Habits and Goals
Summary
Habits are a huge part of changing our behaviours. Making a 1% change does matter and adds up.
You can complete a habit review by writing down everything you do in a day (weekend vs weekday) in a non-judgemental way.
Look at the tips below on how to make your positive habits easier to do
Try to add-up on the positive habits to crowd out the habits you aren’t as happy with rather than focusing on removing negative habits
Modify your environment to support your goals
If you like cookies, but them in a high cupboard that is a little more work to reach, and place fruit, nuts, or other snacks you want to increase easy to reach
If you identify a behaviour you want to change, use the tips below to make the habit harder
Habits and building systems are powerful ways to change, If you are someone who want to set goals, use the SMART structure. If you don’t like setting goals, just focus on systems and habits
Details
Atomic Habits by James Clear
This is a great book with some wonderful tips. Below are 3 lessons shared by James on his website:
Lesson 1: Small habits make a big difference
Even a 1% improvement is something you should be proud of. It is a vote towards the state and goals you want to achieve.
Lesson 2: Forget about setting goals. Focus on your system instead.
Think less about a specific goal and more about the system and processes you need in place to continuously improve. Using a sports example, Michael Jordan was not focused on the goal of winning a game, he was focused on the processes needed for him to be the best.

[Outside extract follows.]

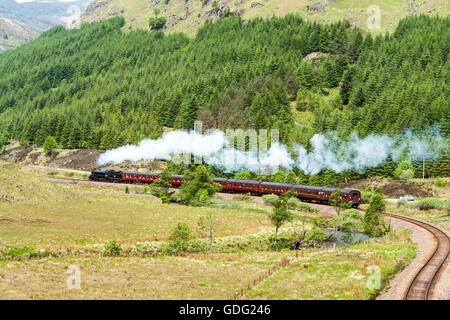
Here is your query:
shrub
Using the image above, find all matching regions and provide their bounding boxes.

Lesson 3: Build identity-based habits
Identify-based habits are a way to see or visualize the type of person you want to be, and then from there think about the actions and activities you would do to enforce the behaviours of that type of person. Using the example above, if you play basketball every day you may start to identify yourself as a basketball player. From there you can start to think about what a basketball player (like Michael Jordan) would do to continuously improve. Those processes can help you achieve identify-based habits.
Changing Habits
How to create a good habit:
The 1st law (Cue): Make it obvious.
The 2nd law (Craving): Make it attractive.
The 3rd law (Response): Make it easy.
The 4th law (Reward): Make it satisfying.
How to break a bad habit:
Inversion of the 1st law (Cue): Make it invisible.
Inversion of the 2nd law (Craving): Make it unattractive.
Inversion of the 3rd law (Response): Make it difficult.
Inversion of the 4th law (Reward): Make it unsatisfying.
SMART Goals
SMART stands for Specific, Measurable, Achievable, Relevant, and Time-bound.
Specific
What will you achieve? What will you do?
Measurable
What data will you use to decide whether you've met the goal?
Achievable
Are you sure you can do this? Do you have the right skills and resources?
Relevant
Does the goal align with those of your team or organization? How will the result matter?
Time-bound
What is the deadline for accomplishing the goal?